10. Let us now consider, whether Section 14(3), under which the show-cause notice was issued applies. To our minds, the requirements of Section 14(3) enumerated above are not present in the instant case. There is no notice from the assessing authority, nor any enquiry resulting in a best of judgment assessment. It is only after the tax was assessed on the basis of the best of judgment assessment that the penalty not exceeding one and half times that tax could be levied. The best of judgment assessment is a condition precedent, or a sine qua non, for the levy of the penalty. Any other construction would not be giving effect to the words 'direct the dealer to pay in addition to the tax so assessed a penalty not exceeding one and half times the amount of the tax.' Where a return, though submitted late, has not been rejected as being incorrect or incomplete, but was accepted by the assessing authority, and the tax has been assessed on that basis, it will not be correct to state that such an assessment is a best of judgment assessment, in a case where no return is made.

11. The view of the Chairman that because the return was made beyond time, even though it was accepted by the assessing authority, the case would fall under Section 14(4), cannot be accepted and is opposed to the view expressed in decided cases.

12. In a recent decision of this Court in State of Andhra Pradesh v. Donthala Rajaiah [1960] 11 S.T.C. 819 Chandra Reddy, C.J., and Srinivasachari, J., on a consideration of the authorities and the provisions of the Hyderabad. General Sales Tax Act and Rules framed thereunder, ruled that it is open to the Department to accept a return submitted by an assessee as the basis of assessment even after the expiry of the period prescribed by the statutory rules. There is no legal bar to complete the assessment on the return so made. Though the assessee could not claim as of right to have the delay condoned in the submission of the return, it was competent for the taxing authority to excuse the delay in the exercise of its discretion and make the assessment on the basis of it. It was also ruled that there was nothing in the Act or the Rules which fix a definite period of limitation excluding the jurisdiction of the taxing authority to finalise it after the closing of the succeeding year. Their Lordships followed the decisions in State of Madras v. Louis Dreyfus, and Company Ltd. [1955] 6 S.T.C. 318 (F.B.) and State of Madras v. Ibrahim Kunhi [1956] 7 S.T.C. 617.
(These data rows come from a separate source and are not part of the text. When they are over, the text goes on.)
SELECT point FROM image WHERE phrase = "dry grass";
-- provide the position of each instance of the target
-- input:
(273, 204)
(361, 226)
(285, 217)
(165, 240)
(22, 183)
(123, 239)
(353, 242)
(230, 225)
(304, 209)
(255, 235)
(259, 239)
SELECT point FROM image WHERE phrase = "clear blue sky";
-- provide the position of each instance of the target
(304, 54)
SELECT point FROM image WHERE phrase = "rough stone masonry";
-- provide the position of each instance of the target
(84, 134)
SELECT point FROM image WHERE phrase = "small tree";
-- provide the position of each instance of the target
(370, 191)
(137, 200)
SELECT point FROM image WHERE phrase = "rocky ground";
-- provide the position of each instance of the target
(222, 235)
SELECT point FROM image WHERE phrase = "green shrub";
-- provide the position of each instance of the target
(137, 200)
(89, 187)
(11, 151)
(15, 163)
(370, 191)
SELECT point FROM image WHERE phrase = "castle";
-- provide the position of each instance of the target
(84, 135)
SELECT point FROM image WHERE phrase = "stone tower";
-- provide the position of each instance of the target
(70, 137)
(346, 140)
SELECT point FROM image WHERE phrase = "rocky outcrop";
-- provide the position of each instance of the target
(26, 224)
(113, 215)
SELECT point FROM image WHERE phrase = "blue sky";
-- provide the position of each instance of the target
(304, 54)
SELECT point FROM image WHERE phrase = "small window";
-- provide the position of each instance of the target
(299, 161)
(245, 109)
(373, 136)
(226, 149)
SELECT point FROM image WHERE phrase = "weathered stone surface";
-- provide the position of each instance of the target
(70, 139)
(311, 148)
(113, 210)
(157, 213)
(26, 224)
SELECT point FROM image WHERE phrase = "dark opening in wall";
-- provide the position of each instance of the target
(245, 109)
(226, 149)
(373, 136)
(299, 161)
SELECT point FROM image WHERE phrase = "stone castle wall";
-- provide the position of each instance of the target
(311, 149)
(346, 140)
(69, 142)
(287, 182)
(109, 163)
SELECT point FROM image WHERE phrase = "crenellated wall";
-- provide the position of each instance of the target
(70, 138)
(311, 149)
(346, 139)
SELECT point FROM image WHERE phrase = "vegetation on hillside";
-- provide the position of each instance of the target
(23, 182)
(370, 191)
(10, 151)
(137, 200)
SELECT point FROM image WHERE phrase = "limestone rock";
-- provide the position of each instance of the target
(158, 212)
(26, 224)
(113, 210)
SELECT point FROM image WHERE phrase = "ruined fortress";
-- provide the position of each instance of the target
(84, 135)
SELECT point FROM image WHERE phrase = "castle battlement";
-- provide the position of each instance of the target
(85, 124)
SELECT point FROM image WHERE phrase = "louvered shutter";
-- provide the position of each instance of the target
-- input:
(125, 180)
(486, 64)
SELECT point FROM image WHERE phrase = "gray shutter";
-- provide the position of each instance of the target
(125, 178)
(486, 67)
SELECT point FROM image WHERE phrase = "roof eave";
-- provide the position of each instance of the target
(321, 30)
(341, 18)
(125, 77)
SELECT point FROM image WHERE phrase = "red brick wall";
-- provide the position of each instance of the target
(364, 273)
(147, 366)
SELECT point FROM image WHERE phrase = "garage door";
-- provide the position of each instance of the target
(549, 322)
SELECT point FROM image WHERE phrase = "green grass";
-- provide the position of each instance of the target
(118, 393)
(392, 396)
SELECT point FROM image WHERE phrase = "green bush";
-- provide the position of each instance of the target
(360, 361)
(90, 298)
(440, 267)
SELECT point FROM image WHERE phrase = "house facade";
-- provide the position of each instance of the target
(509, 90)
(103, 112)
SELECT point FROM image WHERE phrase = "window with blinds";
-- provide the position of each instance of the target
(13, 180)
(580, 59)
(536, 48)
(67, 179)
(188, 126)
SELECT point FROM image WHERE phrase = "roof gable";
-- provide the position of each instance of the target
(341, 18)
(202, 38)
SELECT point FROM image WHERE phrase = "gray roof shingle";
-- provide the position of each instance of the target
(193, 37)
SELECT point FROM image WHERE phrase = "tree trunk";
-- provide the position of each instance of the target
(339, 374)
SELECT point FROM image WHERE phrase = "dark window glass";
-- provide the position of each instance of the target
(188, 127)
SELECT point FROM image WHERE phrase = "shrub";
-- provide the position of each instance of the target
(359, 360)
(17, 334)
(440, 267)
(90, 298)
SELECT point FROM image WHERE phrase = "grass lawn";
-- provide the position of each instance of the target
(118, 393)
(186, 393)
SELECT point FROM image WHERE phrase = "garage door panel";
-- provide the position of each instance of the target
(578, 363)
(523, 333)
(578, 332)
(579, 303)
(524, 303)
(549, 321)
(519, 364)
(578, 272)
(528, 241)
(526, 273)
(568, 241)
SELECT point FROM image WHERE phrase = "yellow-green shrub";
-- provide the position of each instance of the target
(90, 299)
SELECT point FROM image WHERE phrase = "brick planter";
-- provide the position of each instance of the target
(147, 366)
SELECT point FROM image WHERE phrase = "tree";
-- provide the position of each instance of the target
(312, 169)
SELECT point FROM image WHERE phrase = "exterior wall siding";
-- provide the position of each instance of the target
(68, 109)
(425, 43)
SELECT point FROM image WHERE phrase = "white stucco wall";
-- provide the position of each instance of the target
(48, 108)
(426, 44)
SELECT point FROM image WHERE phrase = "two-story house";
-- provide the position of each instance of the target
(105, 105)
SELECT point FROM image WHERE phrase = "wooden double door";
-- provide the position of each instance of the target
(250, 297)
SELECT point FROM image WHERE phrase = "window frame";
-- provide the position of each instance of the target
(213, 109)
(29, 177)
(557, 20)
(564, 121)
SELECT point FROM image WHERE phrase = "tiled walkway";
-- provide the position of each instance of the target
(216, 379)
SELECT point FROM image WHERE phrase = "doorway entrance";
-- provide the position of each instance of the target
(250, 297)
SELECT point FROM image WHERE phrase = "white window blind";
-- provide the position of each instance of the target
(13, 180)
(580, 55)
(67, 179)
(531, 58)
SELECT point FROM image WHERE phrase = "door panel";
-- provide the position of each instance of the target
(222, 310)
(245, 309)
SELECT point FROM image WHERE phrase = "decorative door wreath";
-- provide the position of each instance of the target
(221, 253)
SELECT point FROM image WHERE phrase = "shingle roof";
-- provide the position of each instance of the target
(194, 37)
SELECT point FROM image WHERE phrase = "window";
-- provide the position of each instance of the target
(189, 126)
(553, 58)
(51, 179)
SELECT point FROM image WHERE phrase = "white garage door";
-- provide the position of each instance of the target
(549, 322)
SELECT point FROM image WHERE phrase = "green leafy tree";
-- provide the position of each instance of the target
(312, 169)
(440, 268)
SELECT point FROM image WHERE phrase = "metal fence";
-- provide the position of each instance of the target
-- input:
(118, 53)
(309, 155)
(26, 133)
13. We respectfully follow this decision and hold that, though the return had not been made within time, the assessment made on the basis of a voluntary return is an original assessment made as per Section 14(1) of the Act. Such an assessment can hardly be said to be a best of judgment assessment or an assessment of the escaped turnover contemplated in Section 14(4). The acceptance of the return by the assessing authority would mean by implication that it has condoned the delay in the submission of the return. In this view, we agree with the opinion of the majority members of Tribunal and hold that neither Sub-section (3) nor (4) of Section 14 of the Act has any application to the case.

14. The tax revision case accordingly fails, and is dismissed with costs. Advocate's fee Rs. 50.